Mielomeningocele: é uma das lesões congênitas mais comuns da


medula espinhal. É causada pelo fechamento incompleto do canal
vertebral. Quando isso acontece, o tecido nervoso é induzido a sair por
este orifício, formando uma protuberância mole, na qual a medula
espinhal fica sem proteção (espinha bífida). Embora possa ocorrer em
qualquer nível da coluna vertebral, é mais comum na região
lombossacral. A exposição da medula espinhal causada pela espinha
bífida resulta em deficiências neurológicas, com distúrbios sensitivos e
ortopédicos (malformações ósseas), geralmente nos membros inferiores.

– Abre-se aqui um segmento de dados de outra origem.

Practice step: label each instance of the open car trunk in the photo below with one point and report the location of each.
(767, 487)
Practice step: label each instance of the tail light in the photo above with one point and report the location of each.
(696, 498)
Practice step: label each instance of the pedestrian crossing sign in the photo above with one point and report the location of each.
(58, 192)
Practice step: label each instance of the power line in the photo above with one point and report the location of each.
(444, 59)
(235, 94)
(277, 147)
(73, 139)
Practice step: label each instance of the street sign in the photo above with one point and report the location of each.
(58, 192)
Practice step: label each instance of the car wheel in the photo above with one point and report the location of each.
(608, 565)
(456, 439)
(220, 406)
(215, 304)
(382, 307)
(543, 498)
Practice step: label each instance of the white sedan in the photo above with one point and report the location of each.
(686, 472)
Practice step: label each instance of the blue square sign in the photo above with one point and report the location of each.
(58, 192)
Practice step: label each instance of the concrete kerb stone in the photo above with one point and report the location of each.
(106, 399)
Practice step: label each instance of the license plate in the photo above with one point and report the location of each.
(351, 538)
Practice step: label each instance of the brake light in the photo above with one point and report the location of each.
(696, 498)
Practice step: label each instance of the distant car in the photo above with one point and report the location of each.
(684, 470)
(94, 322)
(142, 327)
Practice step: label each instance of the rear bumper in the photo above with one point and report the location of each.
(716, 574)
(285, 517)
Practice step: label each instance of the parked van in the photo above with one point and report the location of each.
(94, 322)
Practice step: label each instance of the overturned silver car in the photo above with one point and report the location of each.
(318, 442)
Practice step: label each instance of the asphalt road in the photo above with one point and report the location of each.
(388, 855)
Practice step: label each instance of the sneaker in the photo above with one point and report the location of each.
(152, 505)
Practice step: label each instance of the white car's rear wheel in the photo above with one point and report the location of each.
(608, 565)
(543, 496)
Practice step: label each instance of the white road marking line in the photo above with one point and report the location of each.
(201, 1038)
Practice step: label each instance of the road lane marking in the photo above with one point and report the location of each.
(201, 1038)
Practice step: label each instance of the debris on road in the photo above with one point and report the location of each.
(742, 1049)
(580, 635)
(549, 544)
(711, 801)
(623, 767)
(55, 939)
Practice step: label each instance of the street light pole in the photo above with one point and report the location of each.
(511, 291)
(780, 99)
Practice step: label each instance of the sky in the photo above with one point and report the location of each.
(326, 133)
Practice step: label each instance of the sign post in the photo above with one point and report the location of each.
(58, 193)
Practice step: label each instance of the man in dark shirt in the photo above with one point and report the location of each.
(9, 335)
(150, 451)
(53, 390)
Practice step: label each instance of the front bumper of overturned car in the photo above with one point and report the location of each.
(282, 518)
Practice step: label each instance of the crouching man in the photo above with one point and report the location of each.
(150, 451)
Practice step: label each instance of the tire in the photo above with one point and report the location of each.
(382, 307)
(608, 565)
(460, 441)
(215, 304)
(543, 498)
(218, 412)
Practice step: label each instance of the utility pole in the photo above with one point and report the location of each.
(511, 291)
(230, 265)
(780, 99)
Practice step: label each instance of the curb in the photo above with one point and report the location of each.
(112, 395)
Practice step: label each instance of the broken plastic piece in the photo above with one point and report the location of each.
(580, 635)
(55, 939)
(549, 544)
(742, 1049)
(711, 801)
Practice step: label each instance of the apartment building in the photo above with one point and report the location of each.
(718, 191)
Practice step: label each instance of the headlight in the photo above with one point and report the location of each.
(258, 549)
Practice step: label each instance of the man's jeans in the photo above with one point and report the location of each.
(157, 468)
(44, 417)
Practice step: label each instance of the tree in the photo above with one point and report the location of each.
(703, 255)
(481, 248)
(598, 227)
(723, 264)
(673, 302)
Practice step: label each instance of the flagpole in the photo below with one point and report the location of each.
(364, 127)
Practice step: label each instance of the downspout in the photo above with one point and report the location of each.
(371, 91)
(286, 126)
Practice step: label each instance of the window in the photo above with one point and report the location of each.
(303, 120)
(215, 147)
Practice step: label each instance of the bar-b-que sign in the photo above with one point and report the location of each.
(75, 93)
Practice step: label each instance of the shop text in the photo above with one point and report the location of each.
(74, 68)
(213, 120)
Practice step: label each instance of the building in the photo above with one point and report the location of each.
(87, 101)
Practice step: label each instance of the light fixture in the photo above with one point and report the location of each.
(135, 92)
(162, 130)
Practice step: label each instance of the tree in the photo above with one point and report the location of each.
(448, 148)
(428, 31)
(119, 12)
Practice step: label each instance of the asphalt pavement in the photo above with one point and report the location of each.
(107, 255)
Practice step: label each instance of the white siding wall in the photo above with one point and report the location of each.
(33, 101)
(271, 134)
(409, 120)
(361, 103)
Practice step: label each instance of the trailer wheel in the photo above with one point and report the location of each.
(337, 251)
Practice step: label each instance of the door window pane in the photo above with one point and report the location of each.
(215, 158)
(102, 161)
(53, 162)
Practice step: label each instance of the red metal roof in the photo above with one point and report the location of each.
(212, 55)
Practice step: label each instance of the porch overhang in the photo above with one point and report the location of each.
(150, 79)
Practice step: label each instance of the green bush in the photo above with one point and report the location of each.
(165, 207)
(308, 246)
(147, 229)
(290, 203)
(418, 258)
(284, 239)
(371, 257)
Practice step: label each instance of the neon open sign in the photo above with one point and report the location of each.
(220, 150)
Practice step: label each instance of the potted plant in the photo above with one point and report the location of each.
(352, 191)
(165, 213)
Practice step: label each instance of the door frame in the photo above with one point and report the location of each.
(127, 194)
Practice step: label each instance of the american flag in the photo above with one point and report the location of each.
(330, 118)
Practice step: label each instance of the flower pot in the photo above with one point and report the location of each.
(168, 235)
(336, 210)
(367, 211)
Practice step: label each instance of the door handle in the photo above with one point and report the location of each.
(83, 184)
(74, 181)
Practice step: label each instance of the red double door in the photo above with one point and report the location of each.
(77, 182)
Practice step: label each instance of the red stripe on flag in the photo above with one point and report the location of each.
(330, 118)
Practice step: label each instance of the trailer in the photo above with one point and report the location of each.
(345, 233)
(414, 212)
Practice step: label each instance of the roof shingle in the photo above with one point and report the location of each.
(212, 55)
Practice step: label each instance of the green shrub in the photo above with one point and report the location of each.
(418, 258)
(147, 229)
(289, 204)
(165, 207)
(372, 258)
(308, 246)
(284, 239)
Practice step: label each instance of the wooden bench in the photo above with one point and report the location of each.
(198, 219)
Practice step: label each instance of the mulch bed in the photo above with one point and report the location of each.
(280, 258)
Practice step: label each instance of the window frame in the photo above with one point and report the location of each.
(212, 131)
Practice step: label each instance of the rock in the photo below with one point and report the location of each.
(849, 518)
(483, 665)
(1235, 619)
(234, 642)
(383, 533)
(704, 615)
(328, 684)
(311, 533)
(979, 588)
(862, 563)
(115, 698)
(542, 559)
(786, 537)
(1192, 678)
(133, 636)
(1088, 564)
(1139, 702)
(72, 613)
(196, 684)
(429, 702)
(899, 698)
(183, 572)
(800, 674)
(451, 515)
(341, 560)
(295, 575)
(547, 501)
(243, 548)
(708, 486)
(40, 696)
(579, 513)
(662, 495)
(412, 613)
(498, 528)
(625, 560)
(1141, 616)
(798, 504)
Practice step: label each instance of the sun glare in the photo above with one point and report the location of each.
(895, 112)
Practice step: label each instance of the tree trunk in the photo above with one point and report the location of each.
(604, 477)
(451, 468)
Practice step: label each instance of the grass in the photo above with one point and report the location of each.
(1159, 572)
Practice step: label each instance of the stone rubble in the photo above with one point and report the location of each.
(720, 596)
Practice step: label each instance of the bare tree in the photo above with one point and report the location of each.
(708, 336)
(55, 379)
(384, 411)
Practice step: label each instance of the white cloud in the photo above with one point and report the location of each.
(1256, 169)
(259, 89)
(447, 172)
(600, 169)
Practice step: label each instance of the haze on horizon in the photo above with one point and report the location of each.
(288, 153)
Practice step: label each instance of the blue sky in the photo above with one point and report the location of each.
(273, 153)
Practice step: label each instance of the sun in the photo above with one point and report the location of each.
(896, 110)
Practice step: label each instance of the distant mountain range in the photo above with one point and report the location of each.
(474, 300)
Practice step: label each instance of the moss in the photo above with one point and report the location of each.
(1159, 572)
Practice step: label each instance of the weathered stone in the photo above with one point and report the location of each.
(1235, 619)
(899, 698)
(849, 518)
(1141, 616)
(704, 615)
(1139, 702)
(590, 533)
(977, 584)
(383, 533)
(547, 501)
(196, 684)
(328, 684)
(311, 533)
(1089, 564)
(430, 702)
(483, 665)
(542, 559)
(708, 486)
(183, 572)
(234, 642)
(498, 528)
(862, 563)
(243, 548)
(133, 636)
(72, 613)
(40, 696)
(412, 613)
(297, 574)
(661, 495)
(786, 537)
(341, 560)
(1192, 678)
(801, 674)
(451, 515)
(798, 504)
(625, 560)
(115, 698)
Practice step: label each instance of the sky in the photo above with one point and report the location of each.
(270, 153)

A falta de controle das funções intestinal e urinária e a hidrocefalia estão
presentes em 80% dos casos de mielomeningocele.
A criança com mielomeningocele pode apresentar graus variáveis de paralisia e ausência de sensibilidade abaixo do nível da
lesão medular, com preservação da parte superior do abdome, tórax e membros superiores. Torna-se importante a
assistência precoce em reabilitação para prevenção das deformidades ortopédicas: pé torto, deslocamento do quadril,
diminuição das amplitudes articulares, deformidades no tronco (cifoscoliose), etc.
O tratamento da hidrocefalia é uma emergência neurocirúrgica e inclui a monitorização das cavidades cerebrais (ventrículos)
através de ultrassom, tomografia ou ressonância magnética e a derivação ventricular. Uma das condutas iniciais para um
recém-nascido com mielomeningocele é o fechamento cirúrgico da lesão com pele. A avaliação da hidrocefalia é uma
emergência na assistência ao recém-nascido.